1 Introduction

Neutrinoless double beta decay (\(0\nu \beta \beta\)) is a posited lepton number violating process that would probe the Majorana nature of neutrinos. Sensitive searches for such decay have started exploring the inverted hierarchy region of neutrino masses [1,2,3,4,5]. To do so, they reached high mass of candidate emitter nuclei, low background radioactivity, good energy resolution. Cryogenic calorimeters yielded some of the best energy resolutions in \(0\nu \beta \beta\) searches to date [1, 6,7,8].

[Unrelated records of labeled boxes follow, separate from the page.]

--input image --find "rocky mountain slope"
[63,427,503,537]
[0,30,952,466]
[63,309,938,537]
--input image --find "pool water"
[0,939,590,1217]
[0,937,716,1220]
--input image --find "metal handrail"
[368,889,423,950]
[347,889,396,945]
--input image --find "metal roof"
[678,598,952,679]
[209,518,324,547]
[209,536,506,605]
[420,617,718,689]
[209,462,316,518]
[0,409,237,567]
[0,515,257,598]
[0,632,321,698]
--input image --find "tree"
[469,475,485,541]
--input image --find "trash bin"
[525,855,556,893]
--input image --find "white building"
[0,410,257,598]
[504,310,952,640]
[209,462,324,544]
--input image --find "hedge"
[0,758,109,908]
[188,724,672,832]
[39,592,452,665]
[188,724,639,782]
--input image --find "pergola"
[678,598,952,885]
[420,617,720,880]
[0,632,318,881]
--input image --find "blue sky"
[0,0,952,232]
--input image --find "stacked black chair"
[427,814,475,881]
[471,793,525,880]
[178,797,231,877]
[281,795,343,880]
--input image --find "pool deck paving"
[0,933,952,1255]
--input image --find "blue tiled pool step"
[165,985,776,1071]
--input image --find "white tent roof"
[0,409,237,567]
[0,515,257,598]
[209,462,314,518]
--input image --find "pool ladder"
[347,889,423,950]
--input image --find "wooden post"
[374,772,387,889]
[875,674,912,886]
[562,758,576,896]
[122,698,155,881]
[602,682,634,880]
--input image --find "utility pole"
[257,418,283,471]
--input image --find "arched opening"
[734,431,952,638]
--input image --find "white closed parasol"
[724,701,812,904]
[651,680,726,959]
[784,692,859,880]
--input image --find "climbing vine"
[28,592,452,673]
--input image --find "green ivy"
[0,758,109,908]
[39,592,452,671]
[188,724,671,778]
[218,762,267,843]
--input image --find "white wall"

The CUORE experiment has reached the ton scale of detector mass, an energy resolution of \(\sim 7.8\,\)keV and a background index in the region of interest for \(0\nu \beta \beta\) of \(1.4\times 10^{-2}\) counts/(keV kg year), dominated by partly contained \(\alpha\) decays [1]. CUORE Upgrade with Particle Identification (CUPID) aims at fully exploring the inverted hierarchy region of neutrino masses, corresponding to half-life sensitivities of \(> 10^{27}\,\)year [9]. It will use the successful cryogenic infrastructure that hosts CUORE to deploy a ton-scale array of Li\(_2\)MoO\(_4\) (LMO) scintillating crystal bolometers equipped with Ge bolometer light detectors (LD) to achieve simultaneous readout of the phonon and scintillation signals [10]. The effectiveness of the double readout technique was proved by the CUPID-0 [6, 11, 12] and CUPID-Mo [7] experiments and will bring the expected background down to \(10^{-4}\) counts/(keV kg year). The nearly simultaneous occurrence of separate \(2\nu \beta \beta\) decay events in the same crystal (pile-up) within the time resolution of the detector is an irreducible source of background that needs to be mitigated in the design phase. Given the short half life of \(^{100}\)Mo of \(^{100}\mathrm {T}_{1/2} = 7.1 \times 10^{18}\) year and assuming \(\sim 300\) g mass, \(100\%\) enrichment in \(^{100}\)Mo and a 1 ms resolving time the expected background contribution from pile-up events is \(3.5\times 10^{-4}\) counts/(keV kg year) [9].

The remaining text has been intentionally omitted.